Os Jung e as demais famílias gremistas, aproveitávamos as facilidades que uma partida de sábado pela manhã, em São Paulo, proporciona, mesmo com as dificuldades para se obter ingresso, as limitações impostas pela falta de segurança e o desconforto de ficarmos expostos no espaço menos nobre do estádio — já contados neste blog.

 

 

Todos queríamos ver o Grêmio jogar e não nos importávamos de estar diante de uma equipe alternativa, já que o Campeonato Brasileiro não é nossa prioridade. Nos contentávamos em estar em família, comungando nossa paixão com quem amamos.
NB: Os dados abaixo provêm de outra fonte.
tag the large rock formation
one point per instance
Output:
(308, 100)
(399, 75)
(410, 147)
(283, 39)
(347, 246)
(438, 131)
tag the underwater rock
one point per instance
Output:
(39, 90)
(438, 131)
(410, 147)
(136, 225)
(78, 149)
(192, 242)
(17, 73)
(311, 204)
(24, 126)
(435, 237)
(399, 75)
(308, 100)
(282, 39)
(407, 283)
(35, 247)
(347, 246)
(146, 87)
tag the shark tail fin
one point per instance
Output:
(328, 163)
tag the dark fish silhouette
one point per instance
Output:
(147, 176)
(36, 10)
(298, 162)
E assim comemoramos as defesas de Júlio César e os desarmes de David Braz, tanto quanto as tentativas de dribles de Luan e Tardelli.

 

 

Agradecemos a Renato que nos permitiu assistir a Everton em campo — o craque que parece vai ficar entre nós por mais algum tempo. Raras são as equipes brasileiras com capacidade de ter no elenco um craque que é reverenciado por todos os demais torcedores brasileiros, fato alcançado por nosso atacante depois do desempenho como titular da seleção brasileira na Copa América.

 

 

Aliás, que privilégio tiveram os mais de 40 mil torcedores que foram ao Morumbi nesse sábado. Se de um lado tínhamos Everton, o craque da final da Copa América, de outro havia Daniel Alves, o craque da Copa América.

 

 

De nosso lado, olhávamos com o merecido respeito toda vez que o agora meio-campista adversário pegava na bola e ensaiava alguma jogada — na maior parte das vezes não correspondida por seus companheiros de equipe. E vibrávamos assim que a bola era passada a Everton. Aplaudíamos a maneira como corria pela lateral do campo, a forma como cortava para dentro em busca do gol e os dribles que acumulava sobre seus marcadores.

 

 

O que foi aquele sequência de dribles em direção a área no segundo tempo? Lembrou o lance que nos levou ao gol da vitória na Libertadores dias atrás. Desta vez só não completou a jogada porque foi derrubado por um zagueiro, que o árbitro jura ter agido dentro da lei. Nós, como bons torcedores, lógico, reclamamos a injustiça cometida.

 

 

Ao contrário daquele jogo de 2001 que assisti com a família no Morumbi, nesse ninguém conseguiu marcar um só gol. Pela reação final das torcidas, a impressão que ficou é que a nossa saiu do estádio mais satisfeita do que a deles. Até porque nós já estávamos suficientemente felizes em compartilharmos aqueles 90 e tantos minutos de futebol em família — a família gremista.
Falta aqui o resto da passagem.